And
the reviewers did. Richard
Corliss wrote in Time
magazine on 5 December 1985:
“Most of
the large cast is fine: Michelle
Pfeiffer
is better. The cool, druggy WASP woman
who does not fit into Tony's world, Pfeiffer's
Elvira is funny and pathetic, a street
angel ready at any whim to float away
on another cocaine cloud.”
The film had previews in New York and
Los Angeles. In Manhattan, Raquel
Welch talked about the 'comic
strip violence that goes on ad nauseam'.
Cher thought,
'It was a great
example of how the American Dream can
go to shit.' In Los Angeles, Joan
Collins had a final word about
the graphic language: 'I
hear there are 183 "fucks" in
the movie, which is more than most people
get in a lifetime.'
Initially,
violence and language overwhelmed what
would later be regarded as Pfeiffer's
breakthrough movie. Al
Pacino in an interview just before
Christmas in 1992 a more relaxed and subdued
Pacino said
he believed Scarface
was a star making vehicle for both Pfeiffer
and Steven Bauer,
who played Manolo.
For Bauer,
who was then married to actress Melanie
Griffith, there followed a string
of similar offers that didn't work out
too well. For Pfeiffer
that trap was also set: 'I
was offered every bitch that had ever
been.'
She resisted the temptations of work
she didn't believe was suitable. And although
the critics launched into Scarface
for the violence, she was quick to defend
it: 'I know it's
not an easy film to watch, but since it's
an antidrug film I think it had to get
violent to get the message across. Four
letter words? I'm so used to hearing that
word that it doesn't really offend me.
I use it myself, after all. And after
fifteen minutes I don't think you are
aware of it anymore in the movie. At least
I wasn't, although some people found it
offensive.'
Pfeiffer,
who De Palma
had resisted casting, became something
of a heroine to the director. Here was
an actress, at twenty three, standing
up publicly for her own thoughts nor someone
else's mantra. It impressed De
Palma and a lot of others in Hollywood.
And her views on violence would affect
her in some major future film choices,
including the Oscar winning Silence
of the Lambs, which she turned
down, allowing Jodie
Foster to take the role and 1992's
Best Actress Oscar.
Early in her career Pfeiffer
was willing to fight for her corner, her
opinion. The violence of Scarface
she could justify, just as the psychopath
as a winner/hero in The
Silence of the Lambs she could
not. De Palma
was happy for the support but has equally
strong views on the violence Issue.
In an interview in his spartan offices
at Burbank Studios, De
Palma, who went on to highs (Kevin
Costner's Untouchables
in 1987) and lows (The
Bonfire of the Vanities in 1990),
defended his vision of Pacino's
Montana and
Pfeiffer's
Elvira. And
his own violent reputation from films
including Carrie,
The Fury,
Dressed to
Kill and Body
Double in 1984. A big, bearded,
bear of a man, who favours khaki combat
jackets and jeans when he works, smiled
as he talked of Scarface,
saying in a rare interview:
“Tony
and Elvira, Al and Michelle, were doomed
people, and it was drugs that doomed them.

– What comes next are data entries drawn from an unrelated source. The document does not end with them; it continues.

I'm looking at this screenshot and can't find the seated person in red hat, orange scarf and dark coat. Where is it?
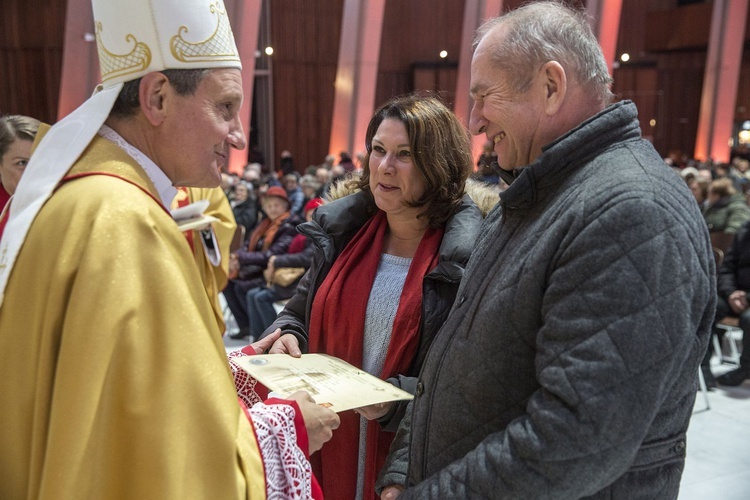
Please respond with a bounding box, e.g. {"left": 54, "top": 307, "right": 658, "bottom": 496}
{"left": 223, "top": 186, "right": 301, "bottom": 340}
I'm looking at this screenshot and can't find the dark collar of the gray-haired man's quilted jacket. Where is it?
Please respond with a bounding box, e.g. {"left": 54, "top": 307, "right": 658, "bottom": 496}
{"left": 501, "top": 101, "right": 641, "bottom": 210}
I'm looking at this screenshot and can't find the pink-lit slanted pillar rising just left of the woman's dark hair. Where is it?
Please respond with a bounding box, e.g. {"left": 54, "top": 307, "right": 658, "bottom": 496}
{"left": 328, "top": 0, "right": 385, "bottom": 157}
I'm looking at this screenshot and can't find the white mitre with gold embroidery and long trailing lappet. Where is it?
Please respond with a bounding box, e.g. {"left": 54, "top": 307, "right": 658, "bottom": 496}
{"left": 0, "top": 0, "right": 242, "bottom": 307}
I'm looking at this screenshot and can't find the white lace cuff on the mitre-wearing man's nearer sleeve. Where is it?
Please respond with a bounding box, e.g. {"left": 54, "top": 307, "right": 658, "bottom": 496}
{"left": 249, "top": 403, "right": 312, "bottom": 500}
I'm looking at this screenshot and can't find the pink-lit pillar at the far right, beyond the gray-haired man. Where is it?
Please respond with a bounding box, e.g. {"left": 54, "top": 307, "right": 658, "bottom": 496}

That was the message. I think we underplayed
the violence. The drug world is much more
violent, brutal and cruel. We made no
attempt to romanticize it, which is why
we got so many negative opinions. But
I think everyone pulled their weight,
and we got the antidrug message across.
There was certainly nothing glamorous
about Michelle's character. Oh, she looked
good on the outside, but she was a mess
beneath that beautiful shell.”
"I'm drawn to a
certain type of material. I'm a film maker,
and I'm attracted to certain things that
I want to make movies about that I would
like to see."
Later, Pfeiffer
would use a similar rule of thumb in choosing
her films. She made mistakes but fewer
than most. But she makes no apologies.